The near-collision of a snowplow and an Alaska Airlines jet at the Juneau Airport in November has produced a number of procedural and communications changes, according to National Transportation Safety Board investigator Scott Erickson.
They include expanded airport control tower hours, added awareness training for ground personnel and more stringent aircraft location procedures.
The NTSB has released its finding of fact in the incident and will release its probable-cause report at an as-yet-undetermined time in the future.
The Alaska Airlines flight from Sitka carried 53 passengers and five crew members when it landed at about 6:45 a.m. on Nov. 2, 15 minutes before the airport control tower was scheduled to open.
No one was injured in the near miss. The 737-400 jet came to within 32 feet of the snowplow, according to the report.
The Federal Aviation Administration's flight service station knew the airport was training a new employee on a snowplow on the runway, according to the report. They were practicing where to plow snow into berms.
When the airport control tower is closed, which in November was from 8 p.m. to 7 a.m., airport workers and pilots communicate by radio with the FAA flight service station, which is not within sight of the runway.
At 6:32 on the morning of the incident, the Alaska Airlines jet told the FAA it was at the Sisters intersection about 25 miles from the airport, the report said. No men or equipment were on the runway at the time, the report said, and the FAA didn't tell the pilot about the snowplow work.
At 6:34, the report said, the snowplow driver called the FAA station and said: ``... if you have no reported traffic, like to have men and equipment on the runway.''
At 6:35, the FAA specialist responded: ``No known traffic at this time, the jet's due in, in about 10 minutes at 45 (minutes past the hour).''
At 6:42, Flight 73 called the FAA station and said: ``Ah, we just landed and there was a truck on the runway; we, ah, just barely missed it ... ah, it, we had to swerve very far to the left of the runway to miss the truck.''
The FAA specialist responded that he was sorry and that he had missed Flight 73's last report. ``I didn't hear a Barlo area report (9 miles from the airport) I thought it was Asort, the last one,'' he said.
Asort refers to an intersection 21 miles from the Sisters intersection. It is usually a reporting point for planes flying from the north, not from Sitka, the report said.
``With the tower closed, the airspace is basically uncontrolled airspace,'' the NTSB's Erickson said.
Position reporting and comings and goings from the airport are advisory in nature, he said, that is, ``The pilots will advise on a voluntary basis.''
The airport has since expanded its control tower hours: from 6 a.m. to 11 p.m.
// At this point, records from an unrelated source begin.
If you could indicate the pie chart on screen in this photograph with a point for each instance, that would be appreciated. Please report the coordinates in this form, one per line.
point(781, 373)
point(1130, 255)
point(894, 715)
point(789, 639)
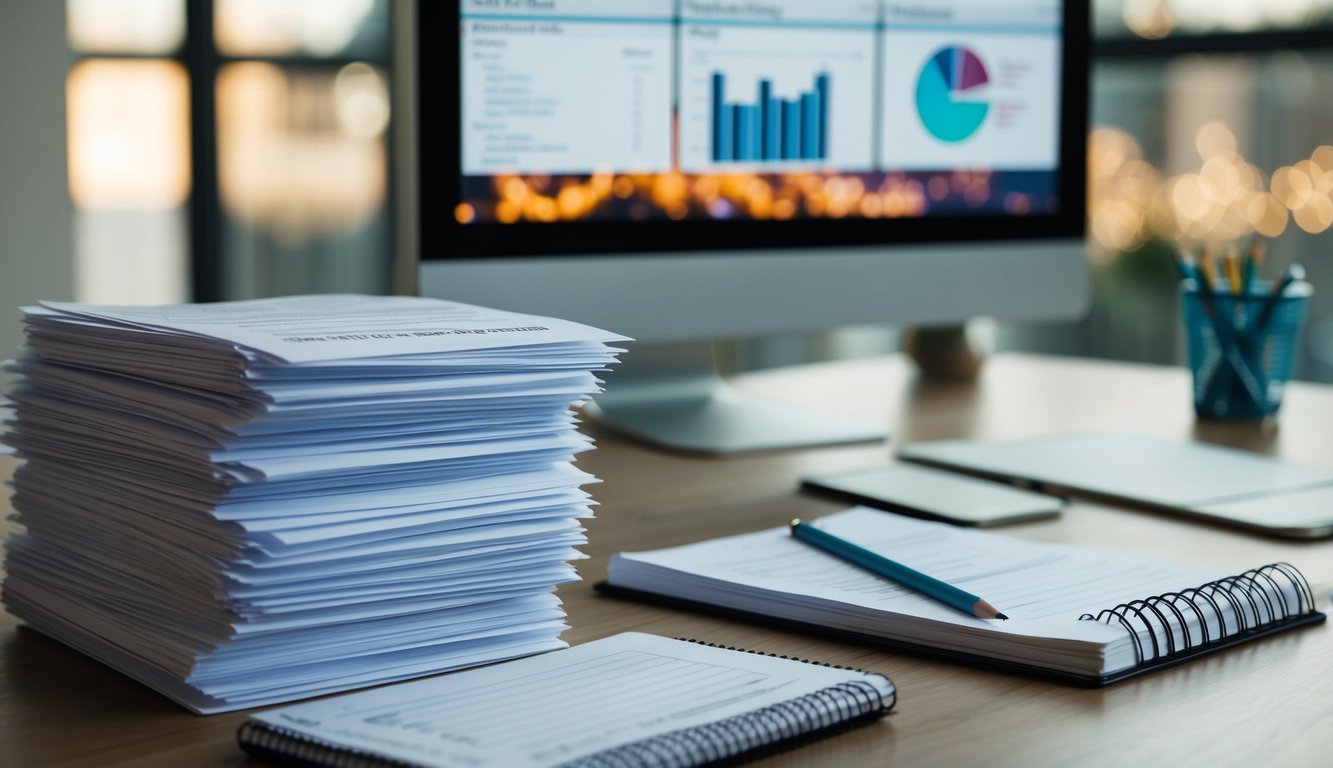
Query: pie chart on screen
point(951, 94)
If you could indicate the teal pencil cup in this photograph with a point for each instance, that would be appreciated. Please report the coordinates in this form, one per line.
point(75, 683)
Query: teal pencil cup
point(1241, 348)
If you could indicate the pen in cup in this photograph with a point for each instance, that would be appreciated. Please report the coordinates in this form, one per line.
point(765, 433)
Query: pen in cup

In addition, FAA personnel may now request that pilots announce their final approach fix. Correspondingly, Alaska Airlines has changed its procedures to make final approach fix reporting mandatory.
On the ground, there will be increased training for airport personnel with respect to aircraft location and the proper orientation of plows so that they face incoming aircraft during training.
Erickson praised the parties involved -- the FAA, Alaska Airlines, airport personnel and flight standards personnel -- for getting together only two weeks after the incident to address communications problems and procedures. ``It was refreshing to see,'' he said.